Parrot is designed from the ground up to support multiple languages running side by side. It provides native integers, floating point numbers, strings, and objects (called PMCs) along with some standard containers like resizing arrays, hashes, and iterators. Any language built on top of these features should be able to call libraries written in any other language on Parrot.
Parrot comes with built-in support for features that are often difficult to get right:
Does this look like assembler?
.sub main :main
.local string name
.local pmc file
push_eh file_error # Jump on error
name = 'myfile.txt'
file = new 'FileHandle'
file.'open'(name, 'w')
file.'print'('Hello, world!')
file.'close'
goto end
file_error:
say "Error opening myfile.txt!"
end:
pop_eh
.end
No? That's how you open and write to a file using the Parrot Intermediate Representation (PIR). There is a slightly lower level language called PASM (Parrot Assembly), but human written code is typically in PIR and each of those method calls turn into only one or two instructions.
Parrot objects are called PMCs, which stands for PolyMorphic Container. PMCs are how Parrot sees all complex data and like most objects have both data and methods. They also have a "VTABLE" which specifies how they should work with standard opcodes like "add" and "bitwise_not" and even how to be stored as a string or used as a stack.

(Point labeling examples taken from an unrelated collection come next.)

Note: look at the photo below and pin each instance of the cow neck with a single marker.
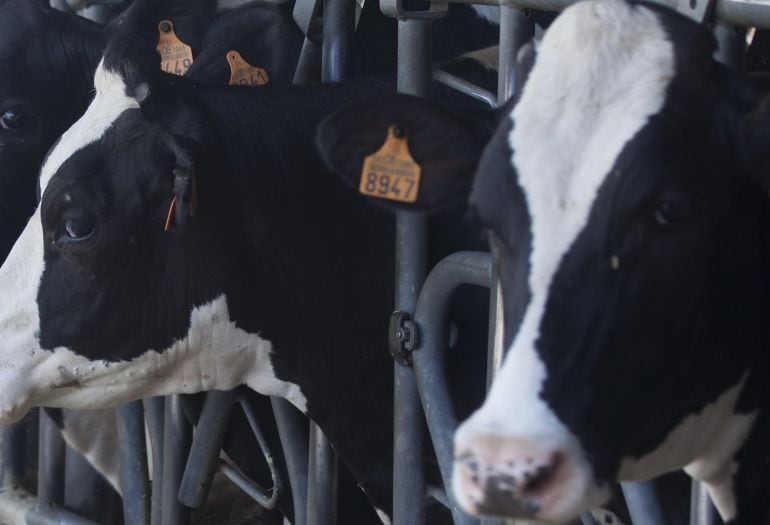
(752, 477)
(323, 271)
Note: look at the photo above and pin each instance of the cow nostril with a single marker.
(542, 475)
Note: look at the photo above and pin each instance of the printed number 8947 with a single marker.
(392, 187)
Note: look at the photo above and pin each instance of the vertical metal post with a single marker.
(14, 438)
(414, 66)
(50, 471)
(134, 481)
(322, 486)
(643, 503)
(516, 28)
(339, 25)
(154, 409)
(291, 427)
(177, 436)
(702, 511)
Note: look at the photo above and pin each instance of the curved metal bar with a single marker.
(154, 408)
(269, 502)
(204, 452)
(466, 88)
(432, 317)
(134, 480)
(292, 426)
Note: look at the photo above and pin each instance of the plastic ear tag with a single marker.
(244, 74)
(391, 172)
(175, 55)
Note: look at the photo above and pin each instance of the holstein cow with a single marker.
(49, 58)
(626, 199)
(259, 279)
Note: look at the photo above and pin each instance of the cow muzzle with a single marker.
(516, 477)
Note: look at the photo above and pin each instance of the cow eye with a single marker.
(668, 212)
(12, 119)
(79, 228)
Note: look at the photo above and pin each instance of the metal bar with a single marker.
(292, 426)
(309, 64)
(252, 488)
(322, 485)
(643, 503)
(414, 76)
(516, 28)
(176, 444)
(55, 516)
(466, 88)
(134, 482)
(207, 443)
(432, 317)
(14, 439)
(154, 409)
(339, 25)
(86, 492)
(702, 510)
(50, 472)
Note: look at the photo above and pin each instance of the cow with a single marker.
(252, 284)
(625, 195)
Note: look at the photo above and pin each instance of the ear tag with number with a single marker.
(244, 74)
(391, 172)
(175, 55)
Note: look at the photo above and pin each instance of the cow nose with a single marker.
(504, 476)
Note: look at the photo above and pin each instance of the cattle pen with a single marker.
(184, 458)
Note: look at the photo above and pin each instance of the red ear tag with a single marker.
(170, 216)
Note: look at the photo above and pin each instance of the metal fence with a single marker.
(183, 465)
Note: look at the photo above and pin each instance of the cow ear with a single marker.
(183, 202)
(405, 152)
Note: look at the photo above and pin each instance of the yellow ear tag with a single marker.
(175, 55)
(244, 74)
(391, 172)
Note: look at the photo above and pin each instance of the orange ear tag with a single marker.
(175, 55)
(244, 74)
(391, 172)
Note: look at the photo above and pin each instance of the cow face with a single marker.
(631, 243)
(46, 59)
(94, 310)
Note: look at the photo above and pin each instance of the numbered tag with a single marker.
(175, 55)
(391, 172)
(244, 74)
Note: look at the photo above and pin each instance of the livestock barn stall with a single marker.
(175, 459)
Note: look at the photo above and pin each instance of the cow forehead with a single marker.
(602, 71)
(109, 103)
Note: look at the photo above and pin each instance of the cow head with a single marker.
(46, 61)
(625, 195)
(99, 303)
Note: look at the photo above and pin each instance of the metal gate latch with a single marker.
(402, 337)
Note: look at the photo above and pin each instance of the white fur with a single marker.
(110, 102)
(602, 71)
(704, 444)
(214, 355)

Being register based may seem like a minor technical distinction, but there are far more books and algorithms to optimize register code than there are stack machines like the Java VM or .Net's CLR. A program on a register machine also requires less opcodes than on a stack machine, which means that the VM can run faster.
"VM Showdown: Stack vs Registers (Shi, Gregg, Beatty)"
Parrot is available for download from http://parrot.org/download, and the source is available on Github. Once you have downloaded and extracted the source, it can be built with two simple commands:
$ perl Configure.pl
$ make
It does require a C compiler, make and Perl 5.8 to build from source. It will use ICU to provide Unicode support and GMP for arbitrary precision integers if available.
Parrot can be used straight from it's build directory or can be installed
with a simple make install
command. For the rest of this document, I'll
assume you have built Parrot and installed it to /usr
.
While there are packages available for many Linux distributions, they are not all recent or complete. Debian testing contains a year old version (and there have been many changes since then) and the scripts needed for using PCT are in a package named "parrot-devel".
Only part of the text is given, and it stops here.